Types of Segmentation

There are a few types of segmentation tasks, each concerning a different level of granularity within it’s classification objective. The main difference between these tasks are the types of datasets (particularly how they are labelled), and their end application use. This section provides a brief overview of the different kinds of segmentation: Semantic, Instance and Panoptic.

image-center Output comparisons between different visual perception networks (source: University of Waterloo)

Semantic Segmentation

Most prominent is Semantic Segmentation, which performs pixel-wise classification on an image, and identifies the location of objects within the image through masks. This sets it apart from object detection, which only says ‘This image has sheep and dogs, and maybe cats, but no horses’, but does not tell you where these objects are. This is due to object detection models performing a sort of pattern matching (over a group of pixels) through learnt feature maps.

A semantic segmentation model functions as such:

  1. Extract features in training data
  2. Localize objects through bounding boxes
  3. Training to group pixels by learning the segmentation mask of objects.
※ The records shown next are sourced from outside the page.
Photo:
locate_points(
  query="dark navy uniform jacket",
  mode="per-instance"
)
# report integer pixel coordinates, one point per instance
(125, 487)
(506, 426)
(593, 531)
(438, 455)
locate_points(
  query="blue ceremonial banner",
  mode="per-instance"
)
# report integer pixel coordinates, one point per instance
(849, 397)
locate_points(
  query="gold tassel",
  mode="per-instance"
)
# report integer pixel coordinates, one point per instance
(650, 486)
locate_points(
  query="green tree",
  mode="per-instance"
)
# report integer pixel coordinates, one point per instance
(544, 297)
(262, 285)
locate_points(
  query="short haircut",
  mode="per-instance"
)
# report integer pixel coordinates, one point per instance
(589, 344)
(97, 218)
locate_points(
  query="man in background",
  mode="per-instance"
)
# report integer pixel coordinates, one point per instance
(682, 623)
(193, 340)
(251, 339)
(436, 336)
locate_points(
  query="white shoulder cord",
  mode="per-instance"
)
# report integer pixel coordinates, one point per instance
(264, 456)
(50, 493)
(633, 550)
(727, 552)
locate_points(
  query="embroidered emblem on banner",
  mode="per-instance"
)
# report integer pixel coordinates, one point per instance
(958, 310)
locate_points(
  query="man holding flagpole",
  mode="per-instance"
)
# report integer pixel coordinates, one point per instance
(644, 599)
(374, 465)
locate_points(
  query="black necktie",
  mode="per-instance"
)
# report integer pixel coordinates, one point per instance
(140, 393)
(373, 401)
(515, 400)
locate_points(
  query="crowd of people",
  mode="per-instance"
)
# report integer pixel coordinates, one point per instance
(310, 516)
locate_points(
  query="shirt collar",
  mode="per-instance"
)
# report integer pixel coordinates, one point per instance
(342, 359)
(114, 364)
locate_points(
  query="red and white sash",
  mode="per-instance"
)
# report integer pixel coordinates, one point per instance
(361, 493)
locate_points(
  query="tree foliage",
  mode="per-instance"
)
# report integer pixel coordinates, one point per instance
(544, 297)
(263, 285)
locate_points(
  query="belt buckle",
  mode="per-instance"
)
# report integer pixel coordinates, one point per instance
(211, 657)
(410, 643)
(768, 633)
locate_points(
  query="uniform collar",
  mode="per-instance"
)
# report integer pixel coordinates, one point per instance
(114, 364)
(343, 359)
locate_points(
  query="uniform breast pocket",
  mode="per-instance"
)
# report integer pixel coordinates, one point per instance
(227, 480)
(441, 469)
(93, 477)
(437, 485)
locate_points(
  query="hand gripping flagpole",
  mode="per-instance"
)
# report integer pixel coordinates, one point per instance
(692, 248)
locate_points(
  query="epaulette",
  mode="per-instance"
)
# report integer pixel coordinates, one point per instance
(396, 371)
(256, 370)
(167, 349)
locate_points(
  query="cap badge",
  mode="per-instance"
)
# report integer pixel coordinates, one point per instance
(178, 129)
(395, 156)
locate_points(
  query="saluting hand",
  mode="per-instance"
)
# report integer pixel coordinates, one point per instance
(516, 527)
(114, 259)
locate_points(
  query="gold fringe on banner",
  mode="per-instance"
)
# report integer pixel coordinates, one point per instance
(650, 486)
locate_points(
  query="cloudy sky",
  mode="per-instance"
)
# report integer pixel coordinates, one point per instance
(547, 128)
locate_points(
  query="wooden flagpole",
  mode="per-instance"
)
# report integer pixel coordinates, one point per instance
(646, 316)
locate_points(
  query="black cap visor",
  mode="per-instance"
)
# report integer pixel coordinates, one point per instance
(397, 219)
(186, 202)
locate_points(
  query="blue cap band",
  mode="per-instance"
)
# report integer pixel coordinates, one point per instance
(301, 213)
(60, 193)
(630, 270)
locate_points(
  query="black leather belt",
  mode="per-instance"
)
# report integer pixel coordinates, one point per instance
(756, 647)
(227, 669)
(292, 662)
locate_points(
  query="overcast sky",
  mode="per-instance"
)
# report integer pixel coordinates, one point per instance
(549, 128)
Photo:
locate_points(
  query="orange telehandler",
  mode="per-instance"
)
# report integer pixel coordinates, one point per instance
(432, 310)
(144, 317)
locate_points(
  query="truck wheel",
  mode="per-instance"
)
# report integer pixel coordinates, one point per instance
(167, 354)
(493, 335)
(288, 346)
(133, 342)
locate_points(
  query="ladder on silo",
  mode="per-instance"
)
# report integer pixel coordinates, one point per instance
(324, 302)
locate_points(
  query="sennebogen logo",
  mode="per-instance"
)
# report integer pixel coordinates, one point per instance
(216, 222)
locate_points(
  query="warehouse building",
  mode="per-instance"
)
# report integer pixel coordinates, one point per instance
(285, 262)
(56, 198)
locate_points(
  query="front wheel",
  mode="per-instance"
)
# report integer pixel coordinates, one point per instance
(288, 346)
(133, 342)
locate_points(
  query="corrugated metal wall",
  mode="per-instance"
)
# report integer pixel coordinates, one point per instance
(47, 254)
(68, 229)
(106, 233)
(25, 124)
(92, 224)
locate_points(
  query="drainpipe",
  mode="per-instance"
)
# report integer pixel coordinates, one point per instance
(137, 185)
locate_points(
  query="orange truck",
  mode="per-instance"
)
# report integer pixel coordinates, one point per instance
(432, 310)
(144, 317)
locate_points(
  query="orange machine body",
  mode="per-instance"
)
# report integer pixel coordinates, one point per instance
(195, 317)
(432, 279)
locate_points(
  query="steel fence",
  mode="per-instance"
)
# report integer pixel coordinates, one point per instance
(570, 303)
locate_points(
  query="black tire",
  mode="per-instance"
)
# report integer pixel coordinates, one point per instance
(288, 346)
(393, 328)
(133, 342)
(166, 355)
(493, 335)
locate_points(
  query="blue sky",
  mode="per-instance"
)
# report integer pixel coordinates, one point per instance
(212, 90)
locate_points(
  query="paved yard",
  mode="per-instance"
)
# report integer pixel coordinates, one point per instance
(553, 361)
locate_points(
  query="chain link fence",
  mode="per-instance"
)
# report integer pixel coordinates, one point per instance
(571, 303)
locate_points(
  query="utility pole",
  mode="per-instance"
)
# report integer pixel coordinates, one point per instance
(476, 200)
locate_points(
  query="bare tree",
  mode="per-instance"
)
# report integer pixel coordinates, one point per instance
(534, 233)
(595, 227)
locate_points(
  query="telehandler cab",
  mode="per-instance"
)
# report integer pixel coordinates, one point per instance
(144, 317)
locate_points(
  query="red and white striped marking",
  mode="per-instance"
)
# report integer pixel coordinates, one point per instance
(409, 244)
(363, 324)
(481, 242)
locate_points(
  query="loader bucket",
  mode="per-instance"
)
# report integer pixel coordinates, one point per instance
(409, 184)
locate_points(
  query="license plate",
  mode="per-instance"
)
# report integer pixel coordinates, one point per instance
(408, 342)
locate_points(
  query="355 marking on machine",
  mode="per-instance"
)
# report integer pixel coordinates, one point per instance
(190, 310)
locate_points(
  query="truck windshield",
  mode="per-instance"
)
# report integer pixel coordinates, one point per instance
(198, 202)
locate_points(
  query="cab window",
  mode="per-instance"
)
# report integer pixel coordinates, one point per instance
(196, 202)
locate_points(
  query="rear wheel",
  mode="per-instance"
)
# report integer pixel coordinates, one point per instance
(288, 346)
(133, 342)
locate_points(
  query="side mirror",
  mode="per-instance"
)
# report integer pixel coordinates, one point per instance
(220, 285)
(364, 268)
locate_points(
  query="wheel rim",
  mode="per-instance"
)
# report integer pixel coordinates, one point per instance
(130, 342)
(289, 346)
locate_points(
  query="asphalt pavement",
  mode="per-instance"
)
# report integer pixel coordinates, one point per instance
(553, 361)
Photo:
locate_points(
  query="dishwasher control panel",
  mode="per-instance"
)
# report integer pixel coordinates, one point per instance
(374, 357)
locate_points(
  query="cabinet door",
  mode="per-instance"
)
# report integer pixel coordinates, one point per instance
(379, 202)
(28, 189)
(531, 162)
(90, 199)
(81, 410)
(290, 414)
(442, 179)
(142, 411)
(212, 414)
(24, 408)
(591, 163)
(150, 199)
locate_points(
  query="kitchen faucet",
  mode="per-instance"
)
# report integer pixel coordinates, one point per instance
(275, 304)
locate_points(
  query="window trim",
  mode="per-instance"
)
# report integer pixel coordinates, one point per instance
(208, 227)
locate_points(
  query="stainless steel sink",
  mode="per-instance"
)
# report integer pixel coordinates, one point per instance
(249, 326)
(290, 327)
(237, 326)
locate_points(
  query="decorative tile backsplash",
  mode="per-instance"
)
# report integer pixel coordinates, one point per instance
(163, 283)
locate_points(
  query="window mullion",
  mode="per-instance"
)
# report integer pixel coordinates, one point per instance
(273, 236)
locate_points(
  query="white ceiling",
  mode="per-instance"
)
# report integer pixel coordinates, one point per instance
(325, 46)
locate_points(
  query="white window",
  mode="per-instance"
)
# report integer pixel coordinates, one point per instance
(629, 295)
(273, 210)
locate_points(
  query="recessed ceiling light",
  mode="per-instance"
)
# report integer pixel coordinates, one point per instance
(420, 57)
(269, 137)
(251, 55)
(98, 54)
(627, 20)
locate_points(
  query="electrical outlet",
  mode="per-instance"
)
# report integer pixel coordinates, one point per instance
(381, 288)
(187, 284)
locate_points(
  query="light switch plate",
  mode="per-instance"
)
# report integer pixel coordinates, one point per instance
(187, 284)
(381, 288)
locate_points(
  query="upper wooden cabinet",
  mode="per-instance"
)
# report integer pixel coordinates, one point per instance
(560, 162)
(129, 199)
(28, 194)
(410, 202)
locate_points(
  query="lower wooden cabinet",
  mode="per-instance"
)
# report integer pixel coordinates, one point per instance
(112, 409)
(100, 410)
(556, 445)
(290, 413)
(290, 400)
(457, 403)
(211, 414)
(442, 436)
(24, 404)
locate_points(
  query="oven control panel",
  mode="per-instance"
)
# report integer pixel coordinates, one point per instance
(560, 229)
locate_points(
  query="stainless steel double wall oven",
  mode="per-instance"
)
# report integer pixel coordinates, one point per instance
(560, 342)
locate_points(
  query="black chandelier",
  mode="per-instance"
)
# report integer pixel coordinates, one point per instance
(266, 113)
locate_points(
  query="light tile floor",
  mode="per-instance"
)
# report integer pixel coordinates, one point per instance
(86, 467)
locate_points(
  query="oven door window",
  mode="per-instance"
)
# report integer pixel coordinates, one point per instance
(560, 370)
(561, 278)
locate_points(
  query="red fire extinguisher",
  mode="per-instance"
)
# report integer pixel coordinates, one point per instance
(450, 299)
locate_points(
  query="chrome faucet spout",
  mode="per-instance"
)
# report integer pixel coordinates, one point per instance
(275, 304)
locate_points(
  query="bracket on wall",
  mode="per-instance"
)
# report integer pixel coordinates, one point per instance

In this way, objects are identified by local groups in an image, but does not distinguish individual instances of the actual object. Semantic segmentation is often used to study objects that are more amorphous.

Applications of Semantic Segmentation:

  1. Autonomous Driving: Detecting lanes, pedestrians etc.
  2. Geo Sensing: Satellite imagery and monitoring areas of deforestation and urbanization
  3. Medical: Detecting abnormalities in medical scans

Instance Segmentation

Instance Segmentation combines object detection and semantic segmentation. It identifies all instances of a class, and can demarcate each object as separate instance of the same class. Compared to semantic segmentation, the output of instance segmentation is more detailed, able to recognize objects as sheep, and also able to distinguish each sheep as a separate sheep, not simply a blob of sheep pixels (which may in fact include multiple sheep). However, this also means that in essence, each sheep is treated as a separate sheep class on its own.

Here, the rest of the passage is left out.